Conservative columnist Rod Dreher has a very interesting post about the success that Democrats are having attracting Evangelicals voters:
Finally, the Democratic Party has a shot at winning a significant number of Evangelical votes, and Democratic leaders are seriously courting religious conservatives:Such efforts, along with general disillusionment with Bush, may have already paid off. According to a Pew Research Center survey in February, support for Democratic candidates among white evangelicals under 30 jumped from 16 to 26 percent between the 2004 and 2006 elections. Some evangelical leaders now say they're tired of being viewed as an appendage of the GOP, or any other party. "We want to be viewed as we are—people of faith—not a political bloc," says Leith Anderson, president of the National Association of Evangelicals.
That's probably smart politics, for the same reason it would be smarter of, say, African-Americans to be more open to appeals from Republicans. At The Corner, Yuval Levin makes the sensible point that many religious conservatives have not been totally on board with the GOP's economic stances, but have considered social issues more important over the years. If the GOP nominates a social liberal like Rudy Giuliani, it might squander any advantage it would have with religious-conservative voters over a generic Democratic candidate.

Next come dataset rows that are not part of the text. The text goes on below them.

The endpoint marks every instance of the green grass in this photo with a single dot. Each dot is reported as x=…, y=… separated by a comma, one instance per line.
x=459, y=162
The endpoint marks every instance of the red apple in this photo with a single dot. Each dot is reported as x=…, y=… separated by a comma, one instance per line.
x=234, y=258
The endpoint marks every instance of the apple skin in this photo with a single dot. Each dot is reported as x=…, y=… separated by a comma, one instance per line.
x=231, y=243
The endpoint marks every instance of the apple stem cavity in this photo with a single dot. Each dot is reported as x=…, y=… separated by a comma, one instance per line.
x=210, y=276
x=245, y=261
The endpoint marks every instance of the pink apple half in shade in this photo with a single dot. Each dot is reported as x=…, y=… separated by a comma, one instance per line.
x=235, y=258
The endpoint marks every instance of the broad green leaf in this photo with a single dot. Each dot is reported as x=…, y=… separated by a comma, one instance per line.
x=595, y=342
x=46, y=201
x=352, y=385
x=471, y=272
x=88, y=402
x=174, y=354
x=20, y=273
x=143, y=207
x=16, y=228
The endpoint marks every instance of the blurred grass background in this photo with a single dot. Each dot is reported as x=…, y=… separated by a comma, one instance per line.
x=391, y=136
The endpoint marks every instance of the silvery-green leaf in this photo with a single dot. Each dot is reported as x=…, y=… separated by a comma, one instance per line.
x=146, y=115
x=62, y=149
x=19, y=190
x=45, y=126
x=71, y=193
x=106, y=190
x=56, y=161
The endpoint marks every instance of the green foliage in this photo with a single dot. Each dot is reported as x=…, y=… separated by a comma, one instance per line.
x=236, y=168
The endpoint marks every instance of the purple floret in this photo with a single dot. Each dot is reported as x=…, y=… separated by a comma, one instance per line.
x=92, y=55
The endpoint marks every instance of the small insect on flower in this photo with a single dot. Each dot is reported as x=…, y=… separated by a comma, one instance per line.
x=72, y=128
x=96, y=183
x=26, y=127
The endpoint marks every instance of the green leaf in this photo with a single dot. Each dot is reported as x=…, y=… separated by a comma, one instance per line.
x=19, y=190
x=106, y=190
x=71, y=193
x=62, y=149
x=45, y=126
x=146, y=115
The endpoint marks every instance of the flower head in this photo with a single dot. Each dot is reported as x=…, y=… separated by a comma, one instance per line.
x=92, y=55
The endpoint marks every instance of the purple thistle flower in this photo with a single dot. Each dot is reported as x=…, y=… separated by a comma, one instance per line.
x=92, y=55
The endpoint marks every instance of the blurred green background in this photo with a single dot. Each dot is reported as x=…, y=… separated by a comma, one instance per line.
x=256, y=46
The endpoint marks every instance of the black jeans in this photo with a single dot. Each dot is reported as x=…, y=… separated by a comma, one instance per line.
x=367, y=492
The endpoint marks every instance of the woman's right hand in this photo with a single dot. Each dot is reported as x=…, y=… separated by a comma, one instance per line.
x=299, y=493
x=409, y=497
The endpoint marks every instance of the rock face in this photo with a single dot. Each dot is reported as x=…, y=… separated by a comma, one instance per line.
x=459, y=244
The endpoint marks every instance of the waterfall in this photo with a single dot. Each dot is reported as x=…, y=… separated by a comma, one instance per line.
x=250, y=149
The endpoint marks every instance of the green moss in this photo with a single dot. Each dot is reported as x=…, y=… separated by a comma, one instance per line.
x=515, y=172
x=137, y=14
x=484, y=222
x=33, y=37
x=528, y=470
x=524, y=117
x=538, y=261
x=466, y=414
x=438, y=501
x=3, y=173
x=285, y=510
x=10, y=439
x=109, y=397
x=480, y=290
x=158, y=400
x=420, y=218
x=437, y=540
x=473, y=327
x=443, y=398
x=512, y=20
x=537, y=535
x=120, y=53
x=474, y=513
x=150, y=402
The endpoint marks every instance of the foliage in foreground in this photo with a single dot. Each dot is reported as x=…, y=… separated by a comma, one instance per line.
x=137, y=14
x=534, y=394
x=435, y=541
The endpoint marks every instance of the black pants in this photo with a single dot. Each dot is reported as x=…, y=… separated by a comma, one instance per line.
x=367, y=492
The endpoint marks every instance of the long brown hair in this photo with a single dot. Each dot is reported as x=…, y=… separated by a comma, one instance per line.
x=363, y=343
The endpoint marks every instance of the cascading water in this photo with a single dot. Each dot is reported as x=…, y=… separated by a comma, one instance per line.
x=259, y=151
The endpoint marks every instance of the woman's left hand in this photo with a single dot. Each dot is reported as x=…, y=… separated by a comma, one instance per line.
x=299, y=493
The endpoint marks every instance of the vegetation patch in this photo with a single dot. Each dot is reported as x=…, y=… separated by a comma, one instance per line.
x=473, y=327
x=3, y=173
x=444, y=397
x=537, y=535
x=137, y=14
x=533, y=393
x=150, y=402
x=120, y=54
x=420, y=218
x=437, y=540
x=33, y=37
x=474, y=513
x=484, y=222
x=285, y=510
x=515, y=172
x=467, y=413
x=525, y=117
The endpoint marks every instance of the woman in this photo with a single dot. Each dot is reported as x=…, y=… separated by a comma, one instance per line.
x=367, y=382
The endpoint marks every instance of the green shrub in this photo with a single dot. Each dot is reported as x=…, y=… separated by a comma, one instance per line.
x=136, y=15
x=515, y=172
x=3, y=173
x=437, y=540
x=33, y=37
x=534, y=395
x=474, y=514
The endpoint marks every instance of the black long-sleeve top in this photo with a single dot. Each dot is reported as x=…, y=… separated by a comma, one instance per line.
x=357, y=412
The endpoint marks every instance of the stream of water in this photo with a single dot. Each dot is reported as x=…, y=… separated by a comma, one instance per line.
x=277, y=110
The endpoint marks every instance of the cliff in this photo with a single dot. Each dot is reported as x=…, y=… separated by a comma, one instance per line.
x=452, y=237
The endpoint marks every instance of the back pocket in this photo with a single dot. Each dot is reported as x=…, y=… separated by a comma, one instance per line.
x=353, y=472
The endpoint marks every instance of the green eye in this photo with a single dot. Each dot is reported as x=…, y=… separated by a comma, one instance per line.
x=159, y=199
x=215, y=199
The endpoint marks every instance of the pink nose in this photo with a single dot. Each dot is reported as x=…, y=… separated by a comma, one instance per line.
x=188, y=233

I don't see the Democrats becoming the party of Evangelicals anytime soon. But they could easily split this cornerstone of the Republican coalition.
Read it here.
The separation of political party and faith is a good thing--if both the secular and religious vote is divided between the voters, the theocratic impulse is diffuse. I think that the reason for the success is not that the Democrats have softened their position on issues like abortion or gay rights (that has not happened), but because they appeal to some (certainly not all or even a majority) of Evangelical voters on other issues such as the War, healthcare and the environment.